La magistrate, constatant que les dates (les 22, 24 et 30 avril) ne se situaient pas au début de ce mois-là, s’est enquise de l’absence en cour de Me Bhadain. Son client a indiqué qu’il se trouvait en cour de Curepipe. Mme Kwok a fait comprendre qu’elle souhaitait que cette affaire soit prise dans les meilleurs délais, étant donné qu’elle remonte à 2006.
« If the Court decides to fix the hearing earlier, that will help me in asking for other dates for the cases which have already been fixed for early in April », a expliqué Me Toorbuth.
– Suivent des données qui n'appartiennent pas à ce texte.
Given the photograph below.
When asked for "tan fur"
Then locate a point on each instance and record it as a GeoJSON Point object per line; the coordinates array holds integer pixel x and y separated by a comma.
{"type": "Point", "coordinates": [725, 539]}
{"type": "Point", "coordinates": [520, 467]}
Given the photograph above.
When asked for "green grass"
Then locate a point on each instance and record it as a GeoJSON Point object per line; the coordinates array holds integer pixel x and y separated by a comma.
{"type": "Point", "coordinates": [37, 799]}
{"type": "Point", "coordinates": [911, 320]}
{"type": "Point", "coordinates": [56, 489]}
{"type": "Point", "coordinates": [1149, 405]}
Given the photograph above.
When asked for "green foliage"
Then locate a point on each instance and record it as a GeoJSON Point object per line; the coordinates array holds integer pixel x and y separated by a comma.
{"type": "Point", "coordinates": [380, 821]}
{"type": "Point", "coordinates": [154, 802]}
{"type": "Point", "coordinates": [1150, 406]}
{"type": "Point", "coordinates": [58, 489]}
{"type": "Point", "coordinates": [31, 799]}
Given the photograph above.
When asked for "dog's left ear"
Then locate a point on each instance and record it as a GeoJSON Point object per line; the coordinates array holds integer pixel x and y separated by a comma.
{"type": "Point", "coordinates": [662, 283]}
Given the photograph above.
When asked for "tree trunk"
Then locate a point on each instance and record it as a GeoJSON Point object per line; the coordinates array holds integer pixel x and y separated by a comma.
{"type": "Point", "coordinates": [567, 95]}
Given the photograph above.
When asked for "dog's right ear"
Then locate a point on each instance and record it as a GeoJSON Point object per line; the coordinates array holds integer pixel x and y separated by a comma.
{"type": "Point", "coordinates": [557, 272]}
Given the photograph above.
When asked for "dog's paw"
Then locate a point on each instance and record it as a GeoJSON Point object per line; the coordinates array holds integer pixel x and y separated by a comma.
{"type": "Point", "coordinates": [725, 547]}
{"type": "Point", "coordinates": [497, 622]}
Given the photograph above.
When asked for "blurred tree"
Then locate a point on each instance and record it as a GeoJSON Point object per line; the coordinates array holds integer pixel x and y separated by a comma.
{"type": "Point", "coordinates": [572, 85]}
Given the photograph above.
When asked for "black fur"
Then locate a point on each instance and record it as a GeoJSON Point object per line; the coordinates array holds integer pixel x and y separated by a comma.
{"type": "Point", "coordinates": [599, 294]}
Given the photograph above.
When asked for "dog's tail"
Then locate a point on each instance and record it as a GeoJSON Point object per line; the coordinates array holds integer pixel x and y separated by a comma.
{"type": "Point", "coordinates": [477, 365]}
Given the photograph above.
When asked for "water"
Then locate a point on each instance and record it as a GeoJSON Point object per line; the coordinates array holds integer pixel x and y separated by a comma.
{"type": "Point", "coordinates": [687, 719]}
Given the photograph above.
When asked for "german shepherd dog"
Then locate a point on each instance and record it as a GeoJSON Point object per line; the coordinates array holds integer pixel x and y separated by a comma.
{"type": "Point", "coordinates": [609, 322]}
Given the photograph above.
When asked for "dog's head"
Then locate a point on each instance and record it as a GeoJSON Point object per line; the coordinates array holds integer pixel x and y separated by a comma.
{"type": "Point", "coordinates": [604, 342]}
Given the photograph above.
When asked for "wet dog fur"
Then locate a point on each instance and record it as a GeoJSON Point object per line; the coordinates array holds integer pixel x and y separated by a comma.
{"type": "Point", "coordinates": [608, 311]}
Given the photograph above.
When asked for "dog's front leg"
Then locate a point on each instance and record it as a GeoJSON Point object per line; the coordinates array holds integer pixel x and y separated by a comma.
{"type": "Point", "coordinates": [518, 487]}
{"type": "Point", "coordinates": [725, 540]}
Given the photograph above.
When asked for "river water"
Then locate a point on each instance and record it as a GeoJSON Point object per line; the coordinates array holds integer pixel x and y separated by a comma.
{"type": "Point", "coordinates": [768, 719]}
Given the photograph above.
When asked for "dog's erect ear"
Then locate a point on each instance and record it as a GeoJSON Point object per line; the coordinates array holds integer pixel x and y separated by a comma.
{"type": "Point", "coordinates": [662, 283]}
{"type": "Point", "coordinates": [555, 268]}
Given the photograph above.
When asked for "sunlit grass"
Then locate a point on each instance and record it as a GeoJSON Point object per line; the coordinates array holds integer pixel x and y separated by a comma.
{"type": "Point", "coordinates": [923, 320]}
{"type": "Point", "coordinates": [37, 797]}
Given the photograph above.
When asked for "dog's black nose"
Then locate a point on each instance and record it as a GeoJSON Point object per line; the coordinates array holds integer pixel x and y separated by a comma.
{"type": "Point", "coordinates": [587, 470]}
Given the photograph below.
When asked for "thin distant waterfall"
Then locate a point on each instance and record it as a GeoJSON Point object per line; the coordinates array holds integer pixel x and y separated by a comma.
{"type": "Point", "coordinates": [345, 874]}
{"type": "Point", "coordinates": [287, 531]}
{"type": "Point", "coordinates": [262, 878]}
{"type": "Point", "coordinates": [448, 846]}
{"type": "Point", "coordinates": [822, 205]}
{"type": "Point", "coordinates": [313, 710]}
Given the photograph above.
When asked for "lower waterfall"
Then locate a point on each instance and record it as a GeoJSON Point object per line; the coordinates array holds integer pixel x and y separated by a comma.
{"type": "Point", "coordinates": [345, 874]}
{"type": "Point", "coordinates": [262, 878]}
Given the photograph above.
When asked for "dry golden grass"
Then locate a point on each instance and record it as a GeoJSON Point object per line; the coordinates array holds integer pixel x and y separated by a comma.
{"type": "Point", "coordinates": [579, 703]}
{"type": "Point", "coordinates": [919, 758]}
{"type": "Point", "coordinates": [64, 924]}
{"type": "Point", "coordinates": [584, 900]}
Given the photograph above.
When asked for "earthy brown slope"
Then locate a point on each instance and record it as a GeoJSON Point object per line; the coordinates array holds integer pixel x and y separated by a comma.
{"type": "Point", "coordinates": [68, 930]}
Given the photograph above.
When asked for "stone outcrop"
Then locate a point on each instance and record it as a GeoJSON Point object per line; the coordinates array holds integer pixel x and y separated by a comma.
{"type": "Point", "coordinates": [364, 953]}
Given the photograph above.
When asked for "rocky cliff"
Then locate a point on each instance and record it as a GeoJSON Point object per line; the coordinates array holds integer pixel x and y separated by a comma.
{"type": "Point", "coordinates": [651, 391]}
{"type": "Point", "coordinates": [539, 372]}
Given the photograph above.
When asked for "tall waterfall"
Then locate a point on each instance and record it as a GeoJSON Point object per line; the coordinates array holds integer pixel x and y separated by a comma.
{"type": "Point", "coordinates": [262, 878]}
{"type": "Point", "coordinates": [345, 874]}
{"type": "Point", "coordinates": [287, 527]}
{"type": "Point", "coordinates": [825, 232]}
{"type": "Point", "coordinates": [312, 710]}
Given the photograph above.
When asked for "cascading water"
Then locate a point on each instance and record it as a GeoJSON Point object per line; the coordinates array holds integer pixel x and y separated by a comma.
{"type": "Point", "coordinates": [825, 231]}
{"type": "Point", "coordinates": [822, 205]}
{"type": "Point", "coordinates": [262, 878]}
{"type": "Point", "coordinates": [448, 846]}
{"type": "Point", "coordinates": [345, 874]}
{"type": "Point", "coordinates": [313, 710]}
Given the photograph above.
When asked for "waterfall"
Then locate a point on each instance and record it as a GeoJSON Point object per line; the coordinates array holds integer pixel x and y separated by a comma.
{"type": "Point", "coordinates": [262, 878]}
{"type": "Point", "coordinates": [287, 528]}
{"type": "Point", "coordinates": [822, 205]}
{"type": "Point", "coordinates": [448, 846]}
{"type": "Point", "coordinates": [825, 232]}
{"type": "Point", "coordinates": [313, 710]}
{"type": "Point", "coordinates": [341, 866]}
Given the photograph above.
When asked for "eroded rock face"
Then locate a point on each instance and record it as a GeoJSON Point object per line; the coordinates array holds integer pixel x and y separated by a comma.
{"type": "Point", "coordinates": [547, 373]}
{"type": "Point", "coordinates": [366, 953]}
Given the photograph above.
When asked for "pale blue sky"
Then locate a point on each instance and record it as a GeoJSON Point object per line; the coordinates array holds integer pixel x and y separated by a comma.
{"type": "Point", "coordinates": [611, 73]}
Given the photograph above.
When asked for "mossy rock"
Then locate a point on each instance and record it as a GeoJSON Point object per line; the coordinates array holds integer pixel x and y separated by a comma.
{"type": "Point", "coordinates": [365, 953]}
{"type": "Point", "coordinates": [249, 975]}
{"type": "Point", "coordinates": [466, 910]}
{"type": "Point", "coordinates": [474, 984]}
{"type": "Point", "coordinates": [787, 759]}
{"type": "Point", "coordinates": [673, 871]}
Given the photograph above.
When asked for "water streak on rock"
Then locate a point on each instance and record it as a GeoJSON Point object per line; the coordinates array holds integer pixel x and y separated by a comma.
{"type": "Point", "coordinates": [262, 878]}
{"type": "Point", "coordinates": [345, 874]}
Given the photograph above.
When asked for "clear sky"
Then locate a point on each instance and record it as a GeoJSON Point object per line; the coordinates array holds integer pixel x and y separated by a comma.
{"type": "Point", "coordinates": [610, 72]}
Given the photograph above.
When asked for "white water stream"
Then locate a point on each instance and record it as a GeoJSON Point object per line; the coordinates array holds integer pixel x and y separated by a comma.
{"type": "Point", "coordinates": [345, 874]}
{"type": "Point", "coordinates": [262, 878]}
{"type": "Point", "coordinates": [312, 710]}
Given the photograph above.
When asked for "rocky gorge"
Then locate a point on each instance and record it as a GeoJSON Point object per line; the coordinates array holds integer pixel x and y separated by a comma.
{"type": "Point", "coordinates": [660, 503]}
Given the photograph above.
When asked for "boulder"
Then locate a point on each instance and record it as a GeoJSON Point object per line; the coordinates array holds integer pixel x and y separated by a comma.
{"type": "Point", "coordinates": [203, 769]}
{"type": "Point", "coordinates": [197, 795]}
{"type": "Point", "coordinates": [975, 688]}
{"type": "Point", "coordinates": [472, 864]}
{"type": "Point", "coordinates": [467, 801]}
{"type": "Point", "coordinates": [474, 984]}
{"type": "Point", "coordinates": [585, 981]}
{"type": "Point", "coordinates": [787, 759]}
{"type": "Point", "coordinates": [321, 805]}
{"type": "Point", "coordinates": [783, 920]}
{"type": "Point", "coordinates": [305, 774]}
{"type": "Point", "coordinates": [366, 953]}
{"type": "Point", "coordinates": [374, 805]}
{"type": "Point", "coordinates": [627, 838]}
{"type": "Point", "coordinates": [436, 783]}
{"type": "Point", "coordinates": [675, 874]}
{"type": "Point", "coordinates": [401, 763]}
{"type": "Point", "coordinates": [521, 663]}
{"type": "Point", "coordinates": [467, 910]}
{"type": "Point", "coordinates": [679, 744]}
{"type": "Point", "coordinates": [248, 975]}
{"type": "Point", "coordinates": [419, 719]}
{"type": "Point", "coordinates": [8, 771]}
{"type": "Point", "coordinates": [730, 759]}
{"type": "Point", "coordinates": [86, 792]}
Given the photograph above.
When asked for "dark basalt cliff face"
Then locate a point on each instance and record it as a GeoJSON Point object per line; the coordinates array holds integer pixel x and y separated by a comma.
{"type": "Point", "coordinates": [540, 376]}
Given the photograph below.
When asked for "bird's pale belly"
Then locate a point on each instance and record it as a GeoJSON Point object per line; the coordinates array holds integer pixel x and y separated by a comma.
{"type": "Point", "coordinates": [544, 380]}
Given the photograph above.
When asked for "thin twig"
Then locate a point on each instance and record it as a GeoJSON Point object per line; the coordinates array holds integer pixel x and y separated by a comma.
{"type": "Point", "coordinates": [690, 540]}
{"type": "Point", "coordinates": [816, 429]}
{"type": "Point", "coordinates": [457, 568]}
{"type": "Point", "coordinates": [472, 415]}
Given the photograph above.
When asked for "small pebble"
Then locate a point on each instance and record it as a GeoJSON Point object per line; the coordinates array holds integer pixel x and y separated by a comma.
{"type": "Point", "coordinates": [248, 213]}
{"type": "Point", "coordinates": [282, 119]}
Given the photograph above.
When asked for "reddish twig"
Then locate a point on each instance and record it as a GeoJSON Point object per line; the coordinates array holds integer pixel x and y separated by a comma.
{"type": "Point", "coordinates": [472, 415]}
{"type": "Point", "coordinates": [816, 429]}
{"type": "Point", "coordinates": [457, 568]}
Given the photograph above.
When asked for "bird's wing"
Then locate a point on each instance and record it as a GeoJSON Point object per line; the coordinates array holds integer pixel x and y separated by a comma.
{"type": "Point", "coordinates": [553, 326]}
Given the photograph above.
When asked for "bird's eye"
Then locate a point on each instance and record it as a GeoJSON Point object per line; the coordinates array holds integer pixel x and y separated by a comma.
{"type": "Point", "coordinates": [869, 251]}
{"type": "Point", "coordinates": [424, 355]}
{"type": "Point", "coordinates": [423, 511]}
Finalement, il a été décidé qu’il est préférable d’attendre que Me Bhadain soit présent en Cour, d’où la convocation des parties pour cet après-midi.
Rappelons que Siddick Chady est poursuivi, comme nous l’avons rapporté dans notre édition d’hier, sous l’article 7 de la PoCA. Cet article, qui traite du délit de « Public official using his office for gratification », stipule que « 1) Subject to subsection (3), any public official who makes use of his office or position for a gratification for himself or another person shall commit an offence and shall, on conviction, be liable to penal servitude for a term not exceeding 10 years ». Selon l’accusation, si Siddick Chady est poursuivi en tant que Public official using his office for gratification, Prakash Maunthrooa est considéré comme complice du premier nommé.
Boskalis, rappelons-le, avait obtenu le contrat pour effectuer des travaux de dragage du Canal Anglais. Toujours d’après l’accusation, un pot-de-vin d’un montant de Rs 30 millions aurait été offert.